The qualification of the subject is obtained by means of the continuous evaluation (AC) during the 15 weeks of class or with the final exam (EF).

PE is divided into 5 topics or blocks: 4 specific (A, B, C, D) and one cross-disciplinary applications topic of statistical application (T).

Each block results in a Block Note (NB.i, i = A,B,C,D,T). The following formula is applied in the AC:
AC = [NB.A + NB.B + NB.C + NB.D + NB.T] / 5

If AC> = 5, the student can be released from the final exam.

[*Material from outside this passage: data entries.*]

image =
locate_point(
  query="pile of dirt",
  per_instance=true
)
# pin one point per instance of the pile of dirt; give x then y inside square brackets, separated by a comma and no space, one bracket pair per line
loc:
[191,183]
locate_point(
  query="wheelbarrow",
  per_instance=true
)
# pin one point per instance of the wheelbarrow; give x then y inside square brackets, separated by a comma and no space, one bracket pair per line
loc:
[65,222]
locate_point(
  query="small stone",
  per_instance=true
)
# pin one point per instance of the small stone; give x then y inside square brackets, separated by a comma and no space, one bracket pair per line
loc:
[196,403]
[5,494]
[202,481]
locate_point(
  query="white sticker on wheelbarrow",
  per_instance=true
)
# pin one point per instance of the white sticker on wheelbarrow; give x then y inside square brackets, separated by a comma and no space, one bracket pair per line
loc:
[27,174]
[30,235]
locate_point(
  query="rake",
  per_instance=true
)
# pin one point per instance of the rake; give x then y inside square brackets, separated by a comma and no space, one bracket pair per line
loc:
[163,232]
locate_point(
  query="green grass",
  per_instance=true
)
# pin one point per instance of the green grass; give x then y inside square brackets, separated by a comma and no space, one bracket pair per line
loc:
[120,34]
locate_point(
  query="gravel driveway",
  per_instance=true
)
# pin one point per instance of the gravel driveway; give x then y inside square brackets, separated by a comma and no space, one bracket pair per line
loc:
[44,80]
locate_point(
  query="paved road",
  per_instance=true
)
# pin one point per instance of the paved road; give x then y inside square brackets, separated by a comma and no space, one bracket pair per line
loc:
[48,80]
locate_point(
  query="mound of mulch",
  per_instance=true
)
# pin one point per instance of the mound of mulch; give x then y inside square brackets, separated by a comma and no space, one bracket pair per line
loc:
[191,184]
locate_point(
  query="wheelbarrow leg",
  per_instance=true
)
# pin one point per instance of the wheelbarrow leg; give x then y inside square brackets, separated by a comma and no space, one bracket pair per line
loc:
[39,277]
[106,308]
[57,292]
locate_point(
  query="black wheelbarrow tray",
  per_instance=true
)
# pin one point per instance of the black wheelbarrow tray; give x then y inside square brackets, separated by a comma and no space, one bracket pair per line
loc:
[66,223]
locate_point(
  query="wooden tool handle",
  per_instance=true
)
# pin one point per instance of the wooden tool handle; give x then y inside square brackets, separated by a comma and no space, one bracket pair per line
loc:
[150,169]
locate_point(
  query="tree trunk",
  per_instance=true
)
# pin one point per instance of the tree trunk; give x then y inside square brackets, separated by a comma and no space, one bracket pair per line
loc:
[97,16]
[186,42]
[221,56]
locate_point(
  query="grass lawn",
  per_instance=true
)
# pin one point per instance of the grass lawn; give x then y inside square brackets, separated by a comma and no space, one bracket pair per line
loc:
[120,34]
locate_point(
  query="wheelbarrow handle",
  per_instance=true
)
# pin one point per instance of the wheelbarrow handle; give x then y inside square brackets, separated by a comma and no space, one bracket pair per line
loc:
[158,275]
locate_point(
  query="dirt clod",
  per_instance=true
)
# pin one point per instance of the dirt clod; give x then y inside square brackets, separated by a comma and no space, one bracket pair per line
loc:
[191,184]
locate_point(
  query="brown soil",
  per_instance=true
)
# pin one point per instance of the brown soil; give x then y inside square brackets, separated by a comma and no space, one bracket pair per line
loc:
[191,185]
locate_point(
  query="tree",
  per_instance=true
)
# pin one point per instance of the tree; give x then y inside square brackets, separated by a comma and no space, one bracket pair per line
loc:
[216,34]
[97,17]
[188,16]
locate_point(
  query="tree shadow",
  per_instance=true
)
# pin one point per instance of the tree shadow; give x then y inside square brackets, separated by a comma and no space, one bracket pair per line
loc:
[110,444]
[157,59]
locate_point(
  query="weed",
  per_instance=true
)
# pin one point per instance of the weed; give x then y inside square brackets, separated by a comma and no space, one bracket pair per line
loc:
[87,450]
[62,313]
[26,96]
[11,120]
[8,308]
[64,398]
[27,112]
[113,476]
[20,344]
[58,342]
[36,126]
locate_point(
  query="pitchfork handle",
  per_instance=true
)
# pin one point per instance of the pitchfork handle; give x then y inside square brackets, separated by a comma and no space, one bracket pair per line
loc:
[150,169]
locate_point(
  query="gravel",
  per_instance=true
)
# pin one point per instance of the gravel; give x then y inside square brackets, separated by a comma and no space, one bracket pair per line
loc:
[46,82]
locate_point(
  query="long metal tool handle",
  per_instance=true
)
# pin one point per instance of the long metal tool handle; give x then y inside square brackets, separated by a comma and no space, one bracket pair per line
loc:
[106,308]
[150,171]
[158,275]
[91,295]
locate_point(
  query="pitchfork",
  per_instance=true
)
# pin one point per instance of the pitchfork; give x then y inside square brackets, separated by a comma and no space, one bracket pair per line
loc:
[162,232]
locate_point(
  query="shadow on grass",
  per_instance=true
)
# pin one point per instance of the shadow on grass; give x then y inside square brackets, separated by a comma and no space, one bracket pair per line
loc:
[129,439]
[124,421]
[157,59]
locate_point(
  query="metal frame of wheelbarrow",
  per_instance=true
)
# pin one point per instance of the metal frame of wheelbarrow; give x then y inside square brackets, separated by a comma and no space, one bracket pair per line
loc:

Please note that the EF may consider the grade for the transversal competence:
EF = max {ef, (4 ef + NB.T) / 5}
where "ef" is the actual grade for the final exam.

The course grade of the subject PE is max(AC, EF).

The qualification of the transversal competence is:
A and NB.T> = 8.5; B for 6.5 <= NB.T <8.5; C for 5 <= NB.T <6.5; and D and NB.T <5

Calculating NB.i grades:
- the first 4 have an assessment based on a Block Problem (PB.i, i = A,B,C,D) in a mid-term exam out of class hours. Usually there are 2 tests that give rise to the grades for the 4 blocks.

In addition, a Block Monitoring factor (SB.i, i = A,B,C,D) is obtained for each of the four theoretical blocks, based on 3 tests: 2 written tests done in the classroom, and a mark for problems solved outside the classroom. The SB.i factor increases the grade for the corresponding Block Problem (PB.i) to obtain the Block Grade according to:
NB.i = min (10, PB.i * SB.i) for i = A,B,C,D
(SB.i factor is 1 + Sum pj, where pj is a number between 0 and 0.05, coming from the different block monitoring tests; the exact number of tests may be less than 3 if there are unforeseen changes to the school calendar, with consequent loss of classes).

- The T-Block grade (NB.T) is calculated on the basis of two reports and a final presentation.

Bibliography

Basic:

Complementary:

Web links

Previous capacities

Students need to be sufficiently knowledgeable about algebra and mathematical analysis to be able to assimilate concepts related to the algebra of sets, numerical series, functions of real variables of one or more dimensions, differentiation and integration. They should also be able to understand technical English.